Coronavirus Chronicles — Between the Devil and the Deep Blue Sea

It seems as if everyone has something to say about the mutual aggravation society formed by obesity and the coronavirus. By the end of 2020, almost half of American adults (42%) were obese. Since 1975, worldwide obesity has tripled. Also worldwide, observers have noticed the association between obesity and the disturbingly fatal virus.

For Japan Times, for instance, journalist Tiffany May wrote,

Obesity has also emerged as a major indicator of the severity of coronavirus symptoms in patients with both diseases. A recent study from China that analyzed a group of 112 COVID-19 patients found that of the 17 patients who died, 15 were either overweight or obese.

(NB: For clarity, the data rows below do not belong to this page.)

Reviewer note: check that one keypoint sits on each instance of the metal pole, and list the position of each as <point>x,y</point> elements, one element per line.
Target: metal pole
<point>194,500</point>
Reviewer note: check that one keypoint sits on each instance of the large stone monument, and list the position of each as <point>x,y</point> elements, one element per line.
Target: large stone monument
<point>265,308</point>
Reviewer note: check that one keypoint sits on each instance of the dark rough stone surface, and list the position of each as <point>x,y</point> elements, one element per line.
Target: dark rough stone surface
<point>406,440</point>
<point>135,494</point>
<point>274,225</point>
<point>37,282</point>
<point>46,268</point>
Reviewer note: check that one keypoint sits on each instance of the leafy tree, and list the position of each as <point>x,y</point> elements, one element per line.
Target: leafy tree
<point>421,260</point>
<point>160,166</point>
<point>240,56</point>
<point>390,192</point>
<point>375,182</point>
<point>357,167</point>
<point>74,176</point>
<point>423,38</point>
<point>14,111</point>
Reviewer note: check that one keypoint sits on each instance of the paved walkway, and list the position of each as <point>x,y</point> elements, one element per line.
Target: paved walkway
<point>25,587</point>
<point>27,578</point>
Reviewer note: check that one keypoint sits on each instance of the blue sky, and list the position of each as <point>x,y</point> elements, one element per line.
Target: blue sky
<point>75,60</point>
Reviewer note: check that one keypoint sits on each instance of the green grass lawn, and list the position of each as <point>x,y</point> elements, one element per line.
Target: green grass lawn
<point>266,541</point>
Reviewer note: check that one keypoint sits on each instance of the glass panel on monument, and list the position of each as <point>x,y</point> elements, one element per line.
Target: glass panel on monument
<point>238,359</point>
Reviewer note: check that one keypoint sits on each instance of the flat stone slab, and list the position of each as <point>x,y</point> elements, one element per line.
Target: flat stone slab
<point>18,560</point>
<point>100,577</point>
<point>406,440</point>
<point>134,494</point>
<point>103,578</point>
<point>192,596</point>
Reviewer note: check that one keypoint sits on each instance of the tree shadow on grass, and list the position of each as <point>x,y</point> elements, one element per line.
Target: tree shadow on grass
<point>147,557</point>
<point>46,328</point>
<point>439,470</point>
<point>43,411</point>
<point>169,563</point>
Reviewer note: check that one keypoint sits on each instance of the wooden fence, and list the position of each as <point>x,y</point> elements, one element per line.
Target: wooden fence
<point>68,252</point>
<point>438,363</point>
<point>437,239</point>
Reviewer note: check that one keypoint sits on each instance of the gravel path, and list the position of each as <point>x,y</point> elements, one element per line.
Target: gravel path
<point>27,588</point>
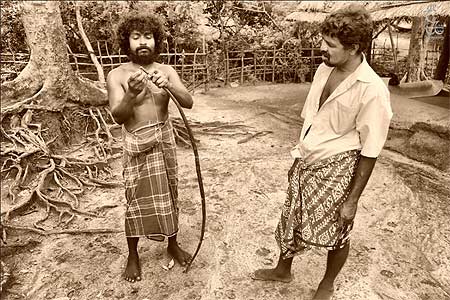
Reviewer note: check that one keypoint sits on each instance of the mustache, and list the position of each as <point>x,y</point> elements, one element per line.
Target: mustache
<point>143,48</point>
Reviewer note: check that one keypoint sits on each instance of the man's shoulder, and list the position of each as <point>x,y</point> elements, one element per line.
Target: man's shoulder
<point>164,67</point>
<point>120,71</point>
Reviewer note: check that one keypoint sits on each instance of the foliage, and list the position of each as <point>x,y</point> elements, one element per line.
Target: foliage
<point>191,25</point>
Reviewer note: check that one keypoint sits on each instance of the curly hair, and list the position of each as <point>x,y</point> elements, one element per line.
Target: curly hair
<point>351,25</point>
<point>142,23</point>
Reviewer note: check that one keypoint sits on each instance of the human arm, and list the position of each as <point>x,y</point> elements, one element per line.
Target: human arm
<point>122,100</point>
<point>359,181</point>
<point>168,78</point>
<point>372,123</point>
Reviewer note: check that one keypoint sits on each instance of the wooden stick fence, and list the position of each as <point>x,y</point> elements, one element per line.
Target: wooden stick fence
<point>273,64</point>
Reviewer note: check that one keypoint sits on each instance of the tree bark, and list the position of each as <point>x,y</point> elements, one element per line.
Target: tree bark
<point>444,58</point>
<point>416,55</point>
<point>48,79</point>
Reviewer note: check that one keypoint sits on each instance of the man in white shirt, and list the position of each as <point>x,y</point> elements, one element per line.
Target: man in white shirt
<point>346,121</point>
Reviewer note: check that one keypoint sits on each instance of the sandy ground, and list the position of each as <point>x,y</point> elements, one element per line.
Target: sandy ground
<point>400,246</point>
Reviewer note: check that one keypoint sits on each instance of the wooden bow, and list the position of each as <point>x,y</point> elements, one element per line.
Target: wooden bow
<point>197,167</point>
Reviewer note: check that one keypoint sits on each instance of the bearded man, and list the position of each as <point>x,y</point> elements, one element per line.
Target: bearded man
<point>346,120</point>
<point>140,104</point>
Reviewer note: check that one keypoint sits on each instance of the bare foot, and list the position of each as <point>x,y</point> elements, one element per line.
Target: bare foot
<point>133,269</point>
<point>181,256</point>
<point>271,275</point>
<point>324,291</point>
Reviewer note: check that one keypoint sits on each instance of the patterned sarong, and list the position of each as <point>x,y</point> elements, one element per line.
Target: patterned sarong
<point>310,215</point>
<point>150,173</point>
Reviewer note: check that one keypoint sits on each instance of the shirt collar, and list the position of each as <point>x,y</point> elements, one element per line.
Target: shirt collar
<point>364,72</point>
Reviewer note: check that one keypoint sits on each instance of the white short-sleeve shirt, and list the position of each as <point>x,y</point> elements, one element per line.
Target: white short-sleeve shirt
<point>355,116</point>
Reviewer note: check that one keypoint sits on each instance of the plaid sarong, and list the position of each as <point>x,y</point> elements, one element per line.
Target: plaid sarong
<point>150,173</point>
<point>310,215</point>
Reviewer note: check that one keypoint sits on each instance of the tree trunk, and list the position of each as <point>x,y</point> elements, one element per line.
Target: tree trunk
<point>444,58</point>
<point>416,55</point>
<point>48,79</point>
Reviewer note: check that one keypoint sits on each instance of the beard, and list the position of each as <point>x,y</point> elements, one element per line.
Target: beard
<point>143,59</point>
<point>326,59</point>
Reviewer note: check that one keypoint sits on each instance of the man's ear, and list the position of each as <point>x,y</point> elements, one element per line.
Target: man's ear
<point>354,48</point>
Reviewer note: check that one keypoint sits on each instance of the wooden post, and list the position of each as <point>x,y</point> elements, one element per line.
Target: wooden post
<point>193,71</point>
<point>265,62</point>
<point>175,58</point>
<point>254,62</point>
<point>206,70</point>
<point>312,62</point>
<point>182,64</point>
<point>227,67</point>
<point>273,65</point>
<point>242,68</point>
<point>374,50</point>
<point>283,66</point>
<point>394,49</point>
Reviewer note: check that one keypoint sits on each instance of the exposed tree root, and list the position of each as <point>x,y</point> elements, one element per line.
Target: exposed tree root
<point>59,180</point>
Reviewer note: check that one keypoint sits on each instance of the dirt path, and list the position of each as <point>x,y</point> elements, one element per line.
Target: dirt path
<point>400,246</point>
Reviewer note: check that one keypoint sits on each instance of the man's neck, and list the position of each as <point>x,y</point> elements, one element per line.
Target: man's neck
<point>351,64</point>
<point>147,66</point>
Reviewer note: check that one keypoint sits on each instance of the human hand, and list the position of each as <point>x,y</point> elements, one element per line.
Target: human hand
<point>348,212</point>
<point>137,82</point>
<point>160,79</point>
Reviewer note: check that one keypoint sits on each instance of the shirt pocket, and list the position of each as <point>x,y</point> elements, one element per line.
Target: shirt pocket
<point>343,117</point>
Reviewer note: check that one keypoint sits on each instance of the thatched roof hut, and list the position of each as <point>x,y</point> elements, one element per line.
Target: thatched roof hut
<point>380,10</point>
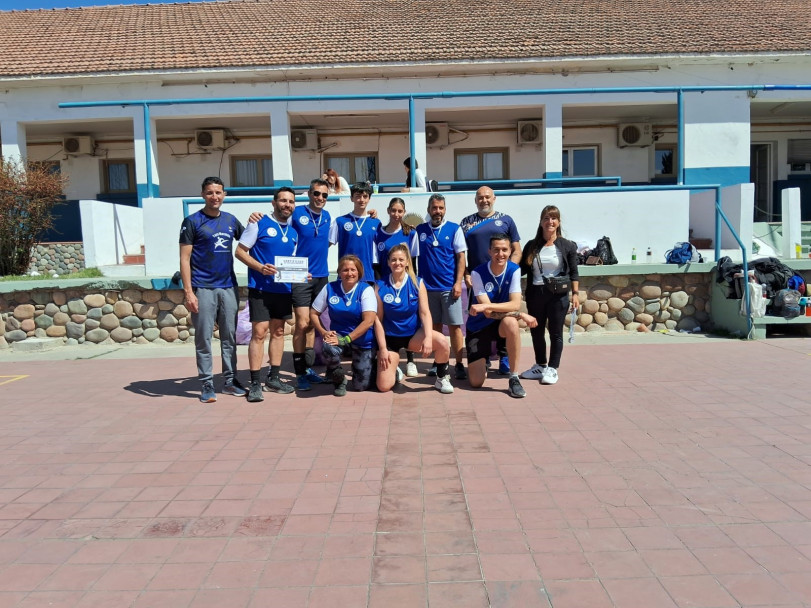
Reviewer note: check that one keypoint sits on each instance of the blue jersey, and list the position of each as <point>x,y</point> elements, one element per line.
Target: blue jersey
<point>400,308</point>
<point>212,239</point>
<point>346,313</point>
<point>362,245</point>
<point>478,231</point>
<point>313,231</point>
<point>385,241</point>
<point>497,290</point>
<point>268,240</point>
<point>437,251</point>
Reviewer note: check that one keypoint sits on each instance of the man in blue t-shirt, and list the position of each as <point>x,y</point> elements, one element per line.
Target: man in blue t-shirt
<point>479,228</point>
<point>313,224</point>
<point>270,301</point>
<point>210,286</point>
<point>494,314</point>
<point>441,251</point>
<point>355,232</point>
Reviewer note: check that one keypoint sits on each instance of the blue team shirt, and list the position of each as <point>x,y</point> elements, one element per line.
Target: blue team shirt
<point>497,290</point>
<point>346,314</point>
<point>270,243</point>
<point>400,319</point>
<point>437,266</point>
<point>385,241</point>
<point>478,231</point>
<point>363,246</point>
<point>313,231</point>
<point>212,240</point>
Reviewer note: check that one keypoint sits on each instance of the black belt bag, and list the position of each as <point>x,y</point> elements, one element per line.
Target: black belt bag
<point>557,286</point>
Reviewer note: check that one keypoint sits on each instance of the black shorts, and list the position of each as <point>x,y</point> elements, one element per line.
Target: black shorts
<point>395,343</point>
<point>480,344</point>
<point>304,294</point>
<point>265,306</point>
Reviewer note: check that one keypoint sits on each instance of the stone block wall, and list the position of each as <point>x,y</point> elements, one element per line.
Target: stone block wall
<point>59,258</point>
<point>644,302</point>
<point>81,315</point>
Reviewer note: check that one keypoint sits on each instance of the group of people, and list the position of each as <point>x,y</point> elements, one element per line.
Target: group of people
<point>397,287</point>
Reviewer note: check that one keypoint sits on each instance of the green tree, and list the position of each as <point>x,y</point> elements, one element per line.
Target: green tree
<point>28,194</point>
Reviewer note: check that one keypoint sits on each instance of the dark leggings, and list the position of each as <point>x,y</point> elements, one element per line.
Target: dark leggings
<point>547,309</point>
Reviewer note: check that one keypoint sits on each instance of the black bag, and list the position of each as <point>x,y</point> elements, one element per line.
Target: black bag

Last month, there was the Centers for Disease Control report that mentioned how the biggest jumps in weight gain during the COVID-19 pandemic are seen among “younger school-aged children and those who were already prone to obesity.” None of this is surprising to readers of Childhood Obesity News, but here goes: a recent International Journal of Obesity piece reiterated:

With 158,000,000 affected children, childhood obesity is a pandemic on its own. It is related to many comorbidities like hypertension, impaired glucose metabolism, and even cancer or depression; an earlier onset is often related to more severe sequelae. Moreover, in the context of COVID-19, obesity increases the likelihood of severe disease progression, even in children. With more than 500,000,000 children affected by the COVID-19-induced measures, even minor effects can cause a tremendous aggravation of the childhood obesity pandemic.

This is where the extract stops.